Act One had been called, but Act One is no business of the swans and the girls still had half an hour to complete their toilettes. It was a half-hour which Harriet did not expect to live through.

“For heaven’s sake, there are eighteen swans in this production. Also two big swans. Also those idiot cygnets with their pas de quatre,” said Kirstin when Harriet returned, green and shivering. “You don’t matter! Why don’t you tell yourself that?”

“I know I don’t matter,” said Harriet—and indeed no one could have lived for eighteen years in Scroope Terrace and not known that. “If I get it right, I don’t matter. But if I get it wrong … all those people who trusted me… Monsieur Dubrov and everyone… making the company look silly.”

“You won’t get it wrong.
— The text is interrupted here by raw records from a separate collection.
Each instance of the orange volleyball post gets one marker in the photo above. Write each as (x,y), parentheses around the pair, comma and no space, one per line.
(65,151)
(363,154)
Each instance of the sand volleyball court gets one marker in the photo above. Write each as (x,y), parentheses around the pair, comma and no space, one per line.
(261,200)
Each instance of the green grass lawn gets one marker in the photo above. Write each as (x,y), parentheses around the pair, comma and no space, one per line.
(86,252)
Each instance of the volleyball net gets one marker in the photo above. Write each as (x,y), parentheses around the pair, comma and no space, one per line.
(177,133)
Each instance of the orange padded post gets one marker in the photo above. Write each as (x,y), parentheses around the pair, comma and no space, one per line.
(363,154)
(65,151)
I’m in front of you most of the time and when it isn’t me, it’s Olga,” said Maria-Claude, piling up her golden hair and jabbing pins through the circlet of feathers in a way which would have driven the wardrobe mistress into fits. “Merde,” she said softly—and indeed the headdresses had not traveled well. She turned and dabbed a spot of red into each corner of Harriet’s eyes. “There is no need to whiten yourself. You look like a ghost.”

“I must say, Harriet, such fear is excessive,” said Kirstin. “What would your Roman emperor say?”

But for once the thought of the great Marcus Aurelius did little for Harriet. The famous Stoic had experienced most of the troubles of mankind, but it was unlikely that he had ever made his debut before a thousand people as an enchanted swan.

If Dubrov’s newest swan was nervous to the point of prostration, his ballerina assoluta was hardly in a state of calm.

“Why didn’t you put it on the posters, that this was my farewell appearance?” She yelled at Dubrov. “I asked you to do it—and you promised. A simple thing like that and you can’t do it!”

She was already dressed in her glittering white tutu.

Beneath the shining little crown her gaunt face, trapped and desperate, was that of an old woman.

“I will announce it after the performance, dousha.”

He did not waste breath telling her to relax, to be quiet. There was nothing to be done about her terror; she went on stage each time as if she was going to her death. All he could do was to be there, pray that the hundred instructions he had given to his underlings would be carried out and let her rage at him.

“That cow Legnani! The first thing I shall do when I am retired is to go to Milan and slap her face!”

He sighed. Legnani, one of the world’s great ballerinas, had been the first to introduce the thirty-two fouettés which make Act Three of Swan Lake so fiendishly difficult to dance, and Simonova’s vendetta against her was unending.

She stopped pacing, came over, clutched him with feverish arms. “But this is the last tour, isn’t it, Sashka? Soon it will be over for good? Soon now we shall go and live in Cremorra and grow—”

But at that moment—fortunately for Dubrov, who was in no state to discuss the cultivation of vegetables—her final call came.

For Simonova, fine and experienced dancer that she was, the terror ended the moment that she went on stage. Alas, the same could not be said for Harriet.

Rom was not a balletomane. From his mother he had inherited a passion for the human voice and though he had refused all the other dignities that people tried to thrust on him, he had accepted the chairmanship of the Opera House trustees. To Rom fell the task or cajoling reluctant prima donnas from Europe; of arranging the entertainment for the cast. It was he who had taken six actors from a Spanish company to Follina to be nursed when they were stricken with yellow fever. But it was opera that held his heart and as the curtain went up on Prince Siegfried’s birthday revels, the plight of this young man—Maximov in silver tights and straining cod-piece—left him relatively unmoved. Act One is something of a prologue. The Prince is bidden by his parents to marry, but feels disinclined. Pretty girls come up to dance with him and he supports their arabesques with the resigned look of a conscientious meat porter steadying a side of beef. His mother gives him a cross-bow… the eerie music of the swan motif is heard and the Prince decides to go hunting. The curtain falls.